La preparazione alle emergenze sanitarie globali passa sempre più attraverso esercitazioni realistiche e coordinate.
È in questo contesto che l’Organizzazione mondiale della sanità (OMS) ha messo in campo Polaris II, una maxi simulazione internazionale pensata per testare la risposta dei Paesi a una potenziale pandemia causata da un nuovo batterio.
Polaris II: la simulazione globale contro una pandemia batterica
Lo scenario, completamente ipotetico, ha previsto la diffusione su scala mondiale di un agente patogeno batterico. L’obiettivo è stato chiaro: verificare tempestività, coordinamento e capacità operativa dei sistemi sanitari in caso di crisi.
L’esercitazione, durata due giorni, ha coinvolto:
- 26 Stati e territori
- oltre 600 esperti di emergenze sanitarie
- più di 25 organizzazioni partner internazionali
Durante la simulazione sono stati testati tutti i livelli di risposta: dall’attivazione delle unità di crisi nazionali fino al coordinamento globale con l’OMS, includendo flussi informativi, gestione delle risorse e mobilitazione del personale sanitario.
Dalla teoria alla pratica: test su coordinamento e risposta reale
A differenza dei piani teorici, Polaris II ha simulato condizioni operative realistiche. Ogni Paese ha attivato le proprie strutture di emergenza, lavorando in tempo reale per:
- condividere dati e informazioni sanitarie
- armonizzare le decisioni politiche
- rafforzare la capacità della forza lavoro sanitaria
Come ha sottolineato Tedros Adhanom Ghebreyesus, la simulazione ha dimostrato che la cooperazione globale non è opzionale, ma essenziale per affrontare crisi sanitarie su scala planetaria.

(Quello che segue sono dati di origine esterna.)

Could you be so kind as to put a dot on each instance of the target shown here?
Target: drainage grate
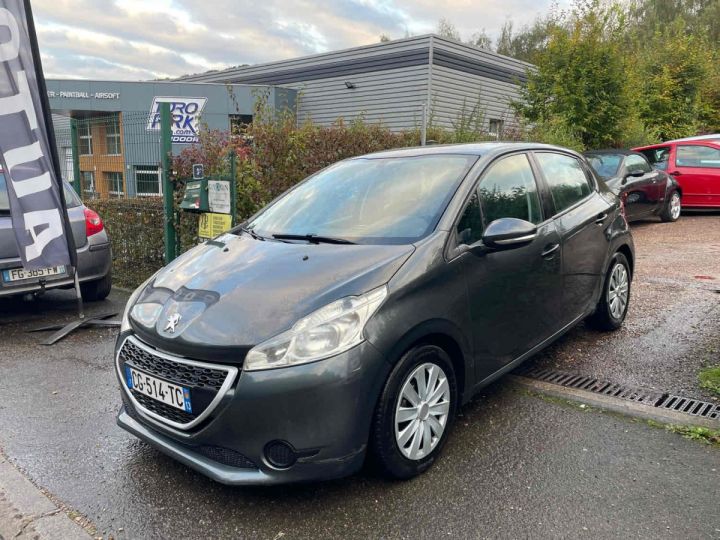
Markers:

Il ruolo del Global Health Emergency Corps
Uno degli elementi chiave dell’esercitazione è stato il Global Health Emergency Corps, il framework OMS che punta a:
- rafforzare la forza lavoro sanitaria globale
- migliorare il coordinamento tra Paesi
- facilitare lo scambio di informazioni e personale
Questo modello si basa su principi fondamentali come equità, solidarietà e rispetto della sovranità nazionale, elementi centrali per una risposta efficace alle pandemie.

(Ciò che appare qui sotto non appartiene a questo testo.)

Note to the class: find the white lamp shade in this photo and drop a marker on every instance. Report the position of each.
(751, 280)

Intelligenza artificiale e gestione delle emergenze sanitarie
Tra le innovazioni testate durante Polaris II, spicca l’utilizzo di strumenti basati su intelligenza artificiale per:
- pianificare la distribuzione del personale
- ottimizzare la gestione delle risorse
- migliorare i tempi decisionali
Un approccio che segna un passo avanti nella digitalizzazione della sanità globale e nella gestione delle crisi complesse.
Collaborazione internazionale: oltre 25 organizzazioni coinvolte
La simulazione ha visto il contributo di numerosi attori internazionali, tra cui:
- Medici Senza Frontiere
- UNICEF
- Robert Koch Institute
Oltre a reti globali come il Global Outbreak Alert and Response Network, fondamentali per il monitoraggio e la risposta rapida alle epidemie.
Polaris II nel programma HorizonX: verso una sanità più resiliente
Polaris II rientra nel programma HorizonX, l’iniziativa pluriennale dell’OMS dedicata alle simulazioni di emergenza sanitaria. Rispetto alla prima edizione (Polaris I, focalizzata su un virus), questa seconda fase ha ampliato il numero dei Paesi coinvolti, le reti di collaborazione e gli strumenti operativi testati.
Secondo Chikwe Ihekweazu, l’esercitazione ha dimostrato che una risposta coordinata e preparata può fare la differenza tra contenimento e crisi globale.
Perché queste simulazioni sono cruciali
L’esperienza della pandemia da COVID-19 ha evidenziato quanto sia fondamentale essere pronti. Esercitazioni come Polaris II permettono di:
- individuare criticità nei sistemi sanitari
- migliorare la cooperazione internazionale
- trasformare i piani teorici in azioni concrete
In un mondo sempre più interconnesso, la sicurezza sanitaria globale dipende dalla capacità di agire insieme, rapidamente e con strumenti adeguati.